Around 2.4 million people with physical disabilities in England already have a badge – but the scheme has now been extended, meaning millions more people, including those with Anxiety, Depression and autism, can now apply for a blue badge under new government rules.
Millions more people will be able to apply for blue badge parking permits from Friday as new rules come into force to support those with hidden health concerns.
This will make it easier for people with conditions such as anxiety disorders to travel to work, socialise and access shops and services.
It is the biggest change to the blue badge scheme since it was introduced in 1970.
Depending on the location, the permits often enable holders to park free of charge in pay and display bays and for up to three hours on yellow lines, while in London they exempt holders from the congestion charge.
Under the changes, people living with dementia, anxiety disorders and reduced mobility, should find it easier to access a parking space.

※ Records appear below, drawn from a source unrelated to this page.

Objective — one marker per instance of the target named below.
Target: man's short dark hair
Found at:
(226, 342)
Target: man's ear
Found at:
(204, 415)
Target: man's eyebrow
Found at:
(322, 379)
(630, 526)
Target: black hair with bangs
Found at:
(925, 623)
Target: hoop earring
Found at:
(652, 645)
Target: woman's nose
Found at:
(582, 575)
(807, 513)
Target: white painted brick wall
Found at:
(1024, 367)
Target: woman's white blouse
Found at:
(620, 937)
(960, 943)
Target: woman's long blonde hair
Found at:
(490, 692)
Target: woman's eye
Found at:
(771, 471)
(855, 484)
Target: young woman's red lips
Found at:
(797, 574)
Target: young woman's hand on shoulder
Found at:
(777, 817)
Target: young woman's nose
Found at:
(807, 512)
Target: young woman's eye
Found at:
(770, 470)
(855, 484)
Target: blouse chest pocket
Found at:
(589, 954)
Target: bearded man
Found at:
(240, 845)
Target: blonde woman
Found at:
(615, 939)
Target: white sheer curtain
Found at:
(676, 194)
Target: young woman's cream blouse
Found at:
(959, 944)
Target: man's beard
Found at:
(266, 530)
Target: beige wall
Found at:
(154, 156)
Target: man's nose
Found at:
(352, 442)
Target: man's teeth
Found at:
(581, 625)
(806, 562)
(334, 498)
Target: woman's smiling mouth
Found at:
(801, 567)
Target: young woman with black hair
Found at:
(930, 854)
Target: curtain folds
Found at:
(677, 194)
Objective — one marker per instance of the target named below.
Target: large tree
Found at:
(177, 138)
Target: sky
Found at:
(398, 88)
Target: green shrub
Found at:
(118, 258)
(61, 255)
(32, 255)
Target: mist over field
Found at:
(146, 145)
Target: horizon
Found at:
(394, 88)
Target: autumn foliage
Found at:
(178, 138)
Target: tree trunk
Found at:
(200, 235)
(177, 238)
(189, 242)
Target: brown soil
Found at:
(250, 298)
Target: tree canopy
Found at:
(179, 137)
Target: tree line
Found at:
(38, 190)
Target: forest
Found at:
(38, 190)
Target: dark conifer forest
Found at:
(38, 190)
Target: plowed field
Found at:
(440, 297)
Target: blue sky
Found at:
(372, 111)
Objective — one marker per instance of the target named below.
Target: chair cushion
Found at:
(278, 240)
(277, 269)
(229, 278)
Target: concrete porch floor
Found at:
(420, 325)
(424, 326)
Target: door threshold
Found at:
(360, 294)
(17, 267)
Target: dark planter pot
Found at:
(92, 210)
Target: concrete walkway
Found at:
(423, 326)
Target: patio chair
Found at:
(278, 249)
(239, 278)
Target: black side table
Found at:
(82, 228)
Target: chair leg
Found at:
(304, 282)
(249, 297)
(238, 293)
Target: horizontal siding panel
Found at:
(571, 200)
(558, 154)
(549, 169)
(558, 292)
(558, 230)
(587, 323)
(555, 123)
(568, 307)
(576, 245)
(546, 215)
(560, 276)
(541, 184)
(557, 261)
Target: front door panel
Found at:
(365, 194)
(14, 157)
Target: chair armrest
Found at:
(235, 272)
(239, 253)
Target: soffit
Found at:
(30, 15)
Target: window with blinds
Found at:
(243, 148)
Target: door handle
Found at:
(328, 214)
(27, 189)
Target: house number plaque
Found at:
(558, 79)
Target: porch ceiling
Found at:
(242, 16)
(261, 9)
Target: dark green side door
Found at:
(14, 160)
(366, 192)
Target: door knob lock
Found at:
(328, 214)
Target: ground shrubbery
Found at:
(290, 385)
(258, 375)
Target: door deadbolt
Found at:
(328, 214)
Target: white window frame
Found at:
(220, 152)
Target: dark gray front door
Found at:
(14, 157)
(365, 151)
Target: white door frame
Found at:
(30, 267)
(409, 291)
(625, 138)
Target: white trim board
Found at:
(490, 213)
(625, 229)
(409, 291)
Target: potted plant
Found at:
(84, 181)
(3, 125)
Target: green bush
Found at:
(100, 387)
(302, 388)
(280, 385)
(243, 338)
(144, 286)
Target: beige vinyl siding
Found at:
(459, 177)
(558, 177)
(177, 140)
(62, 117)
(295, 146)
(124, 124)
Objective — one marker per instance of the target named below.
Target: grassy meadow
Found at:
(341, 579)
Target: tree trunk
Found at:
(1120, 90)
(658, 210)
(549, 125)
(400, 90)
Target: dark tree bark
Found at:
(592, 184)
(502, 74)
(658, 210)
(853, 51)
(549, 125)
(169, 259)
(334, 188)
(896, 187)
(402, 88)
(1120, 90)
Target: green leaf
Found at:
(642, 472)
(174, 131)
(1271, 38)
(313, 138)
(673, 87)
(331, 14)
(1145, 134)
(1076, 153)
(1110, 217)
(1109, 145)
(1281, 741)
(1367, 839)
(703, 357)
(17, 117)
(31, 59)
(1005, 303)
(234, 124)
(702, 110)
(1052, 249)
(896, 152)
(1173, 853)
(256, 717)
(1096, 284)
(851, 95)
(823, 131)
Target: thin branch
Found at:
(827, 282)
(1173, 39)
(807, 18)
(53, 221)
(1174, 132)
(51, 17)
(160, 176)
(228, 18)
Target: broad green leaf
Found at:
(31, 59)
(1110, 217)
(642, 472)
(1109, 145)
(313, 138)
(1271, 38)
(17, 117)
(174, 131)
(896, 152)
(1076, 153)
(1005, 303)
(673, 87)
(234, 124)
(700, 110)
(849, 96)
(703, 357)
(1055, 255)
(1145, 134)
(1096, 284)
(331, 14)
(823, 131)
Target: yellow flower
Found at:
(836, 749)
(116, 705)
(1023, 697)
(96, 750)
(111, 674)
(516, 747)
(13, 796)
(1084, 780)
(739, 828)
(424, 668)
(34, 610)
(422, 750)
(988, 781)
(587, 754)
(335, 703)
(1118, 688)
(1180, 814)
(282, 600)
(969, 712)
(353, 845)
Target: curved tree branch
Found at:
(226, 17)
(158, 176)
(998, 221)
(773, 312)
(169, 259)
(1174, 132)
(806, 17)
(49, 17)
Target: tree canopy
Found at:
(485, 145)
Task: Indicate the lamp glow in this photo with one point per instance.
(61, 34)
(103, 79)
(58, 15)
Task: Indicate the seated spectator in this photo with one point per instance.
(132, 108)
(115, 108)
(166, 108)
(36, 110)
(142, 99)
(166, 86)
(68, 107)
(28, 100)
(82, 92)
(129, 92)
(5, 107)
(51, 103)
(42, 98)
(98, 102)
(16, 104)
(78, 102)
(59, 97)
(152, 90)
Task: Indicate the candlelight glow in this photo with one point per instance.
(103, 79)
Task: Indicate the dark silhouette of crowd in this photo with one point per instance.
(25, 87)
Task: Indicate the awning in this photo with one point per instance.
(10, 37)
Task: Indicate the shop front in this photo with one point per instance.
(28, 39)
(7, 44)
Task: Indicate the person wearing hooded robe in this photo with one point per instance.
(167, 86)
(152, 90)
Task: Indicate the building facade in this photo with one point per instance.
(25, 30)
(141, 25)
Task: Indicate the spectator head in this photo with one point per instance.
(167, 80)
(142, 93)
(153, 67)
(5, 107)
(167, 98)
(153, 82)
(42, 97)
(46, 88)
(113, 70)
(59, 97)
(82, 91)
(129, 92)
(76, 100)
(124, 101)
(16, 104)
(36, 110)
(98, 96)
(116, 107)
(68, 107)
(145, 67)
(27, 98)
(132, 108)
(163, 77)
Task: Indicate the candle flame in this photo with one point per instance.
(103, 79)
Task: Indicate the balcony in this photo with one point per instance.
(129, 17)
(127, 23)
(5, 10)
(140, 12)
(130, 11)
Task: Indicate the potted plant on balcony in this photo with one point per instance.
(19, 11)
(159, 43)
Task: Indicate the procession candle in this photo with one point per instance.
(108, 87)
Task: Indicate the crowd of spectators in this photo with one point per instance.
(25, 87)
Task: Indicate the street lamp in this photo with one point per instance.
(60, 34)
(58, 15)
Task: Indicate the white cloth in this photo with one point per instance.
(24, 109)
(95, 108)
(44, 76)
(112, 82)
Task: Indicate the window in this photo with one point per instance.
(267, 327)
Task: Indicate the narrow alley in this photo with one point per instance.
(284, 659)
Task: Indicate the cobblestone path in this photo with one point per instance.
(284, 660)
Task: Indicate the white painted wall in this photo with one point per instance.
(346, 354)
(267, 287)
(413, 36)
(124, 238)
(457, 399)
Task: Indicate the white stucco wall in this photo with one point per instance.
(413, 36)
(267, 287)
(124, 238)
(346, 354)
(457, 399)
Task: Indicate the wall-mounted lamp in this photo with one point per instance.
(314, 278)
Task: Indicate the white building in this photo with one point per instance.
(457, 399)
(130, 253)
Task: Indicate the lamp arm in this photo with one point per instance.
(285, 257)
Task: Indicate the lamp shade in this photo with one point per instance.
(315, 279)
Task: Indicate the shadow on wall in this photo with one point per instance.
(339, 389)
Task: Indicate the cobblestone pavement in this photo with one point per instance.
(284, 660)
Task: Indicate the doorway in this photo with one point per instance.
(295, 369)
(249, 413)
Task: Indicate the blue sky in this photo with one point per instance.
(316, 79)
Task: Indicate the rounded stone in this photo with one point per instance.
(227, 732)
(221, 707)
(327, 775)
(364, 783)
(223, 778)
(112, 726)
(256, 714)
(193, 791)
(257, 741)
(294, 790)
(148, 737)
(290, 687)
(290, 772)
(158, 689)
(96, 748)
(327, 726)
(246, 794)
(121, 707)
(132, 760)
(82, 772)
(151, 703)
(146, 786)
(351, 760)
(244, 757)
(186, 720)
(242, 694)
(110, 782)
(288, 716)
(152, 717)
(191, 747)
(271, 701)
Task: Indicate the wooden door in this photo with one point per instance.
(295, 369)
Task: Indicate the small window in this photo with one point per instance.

Transport Secretary Grant Shapps said: “We know that for some people, the possibility of not being able to find a parking space can make even leaving the house a challenge, which is why the blue badge is so important.
“The scheme, which is already a lifeline for so many disabled people, will make a huge difference to those with non-visible conditions such as autism, dementia, Parkinson’s and Arthritis .
“It is my sincere wish that these changes will improve even more people’s lives.”
Councils assess applications for blue badges and not everyone with a hidden disability will qualify for one.